死というものは、この状態になったら死だとなかなか簡単に言えるようなものではなさそうです。
また、生きるということはどういうことでしょうか。
今回のように、脳死ではあるかもしれないけど判定は受けてない、心臓は動いている。これは生きているのでしょうか。
僕は生きているのではないかなと思います。
考えることはできないかもしれない。でも、心臓は動いている。触ればきっと暖かいのでしょう。端午の節句には着物を着ているのです。
これを僕個人としては、死んでいるとは考えられないです。
生きている、仮にここでは心臓が動いていることと定義しましょう。
その場合、ただ心臓が動いているだけで我々は生きているのでしょうか。
ご飯を食べ、服を着る、呼吸をして、排泄もする。といった人間の基本的な機能だけではなく、飲み会に行ったり、テーマパークに行ったり、恋をしたり、映画を見たり、趣味に打ち込んだり。

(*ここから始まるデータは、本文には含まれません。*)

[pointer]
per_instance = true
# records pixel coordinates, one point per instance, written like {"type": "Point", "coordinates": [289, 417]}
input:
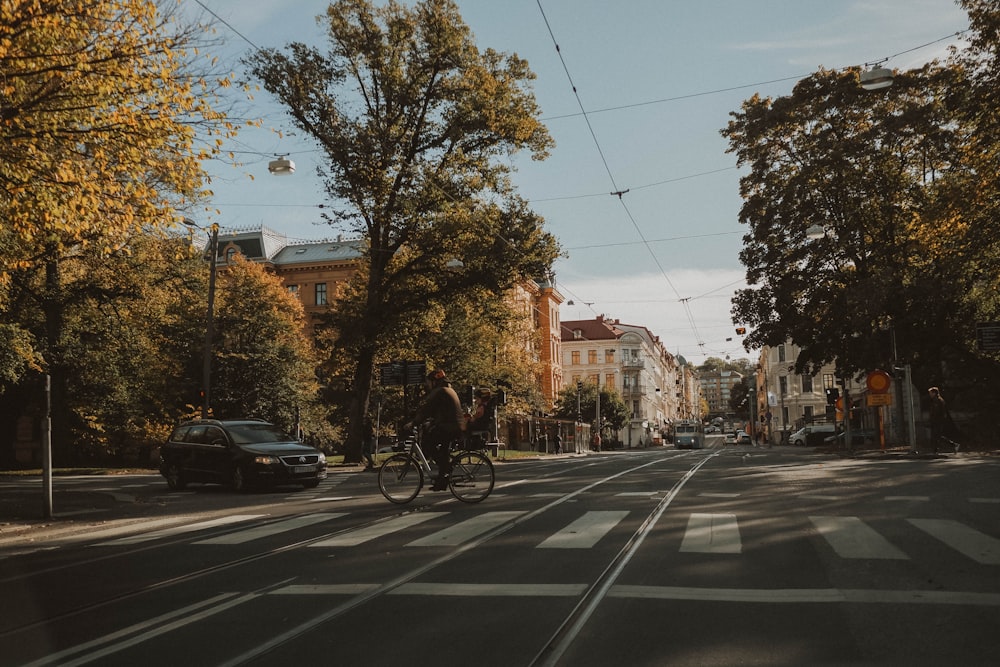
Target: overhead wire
{"type": "Point", "coordinates": [617, 191]}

僕たちはいろいろなことをしながら生きているわけです。
ただ心臓を動かすことだけが、生きるということではないのです。
医療というものは、まず、心臓、脳、肺など様々な臓器を動かすことを目的にしているのかもしれません。手術をしたり、薬を使ったり、リハビリをして、機能を回復させたり、維持させていきます。
しかし、医療は命を永らえさせるだけにあってはいけないものだと思います。
もちろん身体が動かないと自分のしたいこと、いろいろなことをできないわけです。
治療をしないという選択もあると思います。
治療をする、治療をしないという選択を本人に迫るのは非常に難しいことです。
疾患について告知され、正常な判断ができないかもしれない。
その中で、本人にとって最適な選択ができるように支援したり、選択したことに対する支援をすることが重要なのだと思います。
今回の作品では、
生きることと死ぬこと
その両方について考えさせられました。
一医療人として、対象者のためにどうしていけばいいかを考えていきたいなと思いました。